I had gone to the bar with some of the people I worked with. One of them was a girl I had been on a couple of dates with and I had hoped having a few drinks together would be enough to loosen us up and spark some sort of chemistry. She’s a really smart girl but the conversation always seemed laboured. Anyway, my brother was in town visiting his friend Clif and they had ended up at the same bar. Des and clif are older than me and all of us felt the same “we don’t belong here” feeling. We left fairly quickly after we realized that everyone there was a lot younger than us. It was a very difficult moment for me because I had been sensing that I was becoming an old guy for a while – I hadn’t sent a single text message, I didn’t have a myspace page and I didn’t enjoy getting drunk at a bar any more.

On the way home they asked me what was going on and I told them that today, I was old.

I didn’t get the girl either, there was no chemistry.

But what I did get was better. I got my peace of mind about who I was. I was forced to accepted that my looks were fading fast and that my youth was gone. It was tough that night and the next day, I was pretty depressed – it wasn’t a “turning 30″ depression because it lingered through the next day until I stopped by my brother and sister in law’s place. When I talked to Des about how I was feeling and about the lack of chemistry with the girl he let me know that I am a reflector, that I tend to go into conversations as a blank slate and take on the mood of the other person. If they are engaging or open, I will follow suit, if they are closed and withdrawn, that’s how I will be. The end result is that how I feel during a conversation is basically how the other person feels during the conversation. I hadn’t noticed this until he brought it up, but once he said it out loud, it was obvious that it had been that way all along.

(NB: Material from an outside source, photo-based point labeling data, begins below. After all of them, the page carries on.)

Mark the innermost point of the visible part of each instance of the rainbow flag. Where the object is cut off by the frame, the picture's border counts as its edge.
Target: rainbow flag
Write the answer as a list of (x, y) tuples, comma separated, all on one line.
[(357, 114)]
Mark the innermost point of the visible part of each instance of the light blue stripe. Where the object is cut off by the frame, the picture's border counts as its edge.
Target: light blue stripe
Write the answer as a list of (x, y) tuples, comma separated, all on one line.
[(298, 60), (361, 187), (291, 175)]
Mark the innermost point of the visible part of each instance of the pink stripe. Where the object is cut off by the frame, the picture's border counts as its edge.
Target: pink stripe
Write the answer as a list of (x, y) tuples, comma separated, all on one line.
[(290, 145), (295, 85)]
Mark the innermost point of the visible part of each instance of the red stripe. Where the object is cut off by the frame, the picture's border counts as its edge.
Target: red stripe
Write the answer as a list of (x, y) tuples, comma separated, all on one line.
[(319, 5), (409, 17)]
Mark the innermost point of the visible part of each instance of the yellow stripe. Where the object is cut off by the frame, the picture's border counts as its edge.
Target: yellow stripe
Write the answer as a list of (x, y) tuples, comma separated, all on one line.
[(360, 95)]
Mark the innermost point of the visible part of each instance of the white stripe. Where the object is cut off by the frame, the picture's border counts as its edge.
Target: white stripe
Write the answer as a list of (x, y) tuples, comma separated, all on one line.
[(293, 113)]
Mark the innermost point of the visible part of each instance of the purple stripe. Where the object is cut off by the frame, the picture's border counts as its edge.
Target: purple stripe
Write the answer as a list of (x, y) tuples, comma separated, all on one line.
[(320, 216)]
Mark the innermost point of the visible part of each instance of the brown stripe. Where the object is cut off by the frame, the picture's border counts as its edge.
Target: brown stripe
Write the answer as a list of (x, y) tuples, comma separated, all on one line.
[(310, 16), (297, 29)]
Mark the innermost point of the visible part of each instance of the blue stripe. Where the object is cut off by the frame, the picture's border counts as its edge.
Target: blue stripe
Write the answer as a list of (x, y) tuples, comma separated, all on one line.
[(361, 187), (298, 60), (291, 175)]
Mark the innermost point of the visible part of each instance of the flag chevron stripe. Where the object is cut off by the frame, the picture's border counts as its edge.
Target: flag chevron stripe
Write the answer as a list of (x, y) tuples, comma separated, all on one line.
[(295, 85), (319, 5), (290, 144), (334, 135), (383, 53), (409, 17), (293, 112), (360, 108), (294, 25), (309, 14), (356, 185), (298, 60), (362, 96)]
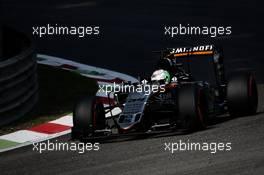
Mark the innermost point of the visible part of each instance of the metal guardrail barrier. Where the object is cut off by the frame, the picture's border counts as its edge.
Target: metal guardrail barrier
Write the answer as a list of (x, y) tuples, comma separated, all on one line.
[(18, 77)]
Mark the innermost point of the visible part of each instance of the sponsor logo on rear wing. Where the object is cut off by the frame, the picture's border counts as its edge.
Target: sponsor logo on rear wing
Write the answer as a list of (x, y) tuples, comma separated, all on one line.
[(196, 50)]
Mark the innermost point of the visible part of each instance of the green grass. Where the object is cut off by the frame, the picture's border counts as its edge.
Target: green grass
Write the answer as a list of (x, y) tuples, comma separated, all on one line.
[(58, 92)]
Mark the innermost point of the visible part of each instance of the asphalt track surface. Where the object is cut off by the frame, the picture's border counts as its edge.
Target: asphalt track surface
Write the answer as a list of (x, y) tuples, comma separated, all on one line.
[(131, 30)]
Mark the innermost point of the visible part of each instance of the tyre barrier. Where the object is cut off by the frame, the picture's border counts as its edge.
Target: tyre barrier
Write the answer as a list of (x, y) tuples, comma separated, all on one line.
[(18, 77)]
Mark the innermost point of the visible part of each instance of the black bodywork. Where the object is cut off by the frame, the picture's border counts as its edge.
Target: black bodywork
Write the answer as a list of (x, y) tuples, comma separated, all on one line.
[(187, 102), (145, 112)]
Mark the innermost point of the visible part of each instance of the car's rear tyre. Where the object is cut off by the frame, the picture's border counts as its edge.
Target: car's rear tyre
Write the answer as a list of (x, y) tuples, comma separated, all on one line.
[(242, 95), (88, 116), (192, 106)]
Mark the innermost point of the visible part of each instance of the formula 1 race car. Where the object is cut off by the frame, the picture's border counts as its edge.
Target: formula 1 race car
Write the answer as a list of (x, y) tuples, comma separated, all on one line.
[(172, 99)]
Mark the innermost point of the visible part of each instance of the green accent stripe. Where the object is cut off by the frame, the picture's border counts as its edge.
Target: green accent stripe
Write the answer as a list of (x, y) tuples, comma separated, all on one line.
[(6, 144)]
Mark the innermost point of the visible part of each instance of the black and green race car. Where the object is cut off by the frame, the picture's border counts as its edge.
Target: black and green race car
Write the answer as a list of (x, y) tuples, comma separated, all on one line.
[(179, 101)]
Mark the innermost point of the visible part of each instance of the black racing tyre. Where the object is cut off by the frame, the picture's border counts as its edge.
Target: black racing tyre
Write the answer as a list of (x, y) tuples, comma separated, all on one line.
[(88, 116), (192, 108), (242, 94)]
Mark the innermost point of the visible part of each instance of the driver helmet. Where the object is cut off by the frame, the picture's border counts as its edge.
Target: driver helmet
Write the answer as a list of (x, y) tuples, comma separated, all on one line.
[(161, 74)]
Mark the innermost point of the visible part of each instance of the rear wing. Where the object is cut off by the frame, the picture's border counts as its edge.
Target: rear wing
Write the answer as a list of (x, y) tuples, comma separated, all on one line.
[(188, 51), (215, 54)]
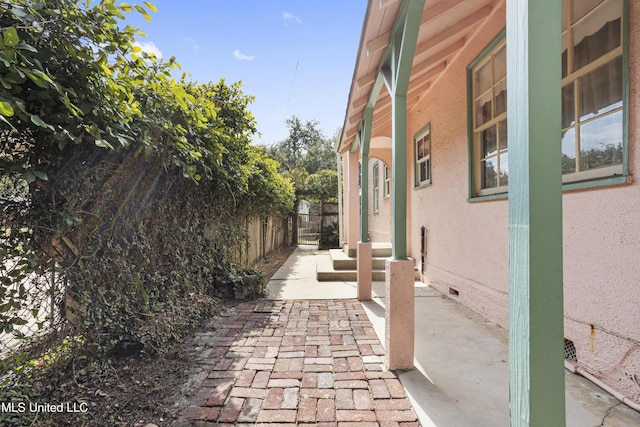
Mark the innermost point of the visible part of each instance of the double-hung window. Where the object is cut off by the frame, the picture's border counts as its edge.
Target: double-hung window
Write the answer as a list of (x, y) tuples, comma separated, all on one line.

That was a year ago yesterday and I regard that day as the start of the best year of my life so far because once I realized that my youth was gone I became free to just be whatever I am instead of trying to be what I thought others wanted me to be. There are much lower expectations of immediate success when you aren’t counting on your looks to help you close any deals. I had a new appreciate of hard work because what I do became more important than what I am.

At least, as I look back on the last year, that’s how I see it.